The American Action Network (AAN), a right-leaning advocacy group focused on Congress, is launching Wednesday a campaign to, according to a press release, publicize the “cuts to Medicare fee-for-service (FFS) and Medicare Advantage (MA) in the states and congressional districts of Senators and Members of Congress that voted for or to preserve Obamacare.”
The release explains that AAN will release “a county-by-county analysis of the Medicare fee-for-service and Medicare Advantage cuts included in Obamacare.” These will be featured at a new Web site, www.TheyCutYourMedicare.com as well as “at one of the individualized sites for 19 Members of Congress guilty of supporting or preserving the health-care law.”
Echoing much of what we have heard from the GOP presidential ticket, the release argues: “Obamacare includes $716 billion in cuts to Medicare simply to fund the new insurance subsidy entitlement and Medicaid expansions, bringing Medicare even closer to bankruptcy. It comes in stark contrast to the Ryan Budget passed in 2011 that made long-term adjustments to the underlying cost structure of Medicare to ensure its solvency for future generations. Given this substantive policy difference, district by district Medicare cuts data was only released in the districts where the Representative supported or supported preserving Obamacare.”
The Medicare offensive is a sign that the Romney-Ryan attack is working both to undermine support for Obamacare and to cast Republicans in the role of protector of seniors’ health care.
The ad campaign, of course, helps the GOP presidential ticket merely by mentioning Obamacare and the connection to Medicare solvency. That, to a degree, frees up the presidential nominee to talk more about his pro-growth agenda and how it will impact voters’ lives.
If the AAN campaign is successful, it may radically shift the politics of Medicare and cut down Democrats’ historic advantage on this issue.
A word of caution is in order for Republicans.
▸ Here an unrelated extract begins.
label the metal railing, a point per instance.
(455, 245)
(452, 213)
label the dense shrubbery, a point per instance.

The argument should not be that we should try to slow or reverse the escalating increase in cost of Medicare. That should be the goal and is essential to preserving Medicare over the long haul. Rather, the key here is that the president took funds out of the Medicare system entirely to fund something else (Obamacare) and did so in the worse possible way, namely with across the board cuts and a rationing-type board (the Independent Payment Advisory Board), with no systemic reform to improve the quality and affordability of care. That is both the right policy objection, and, if AAN is right, a political winner.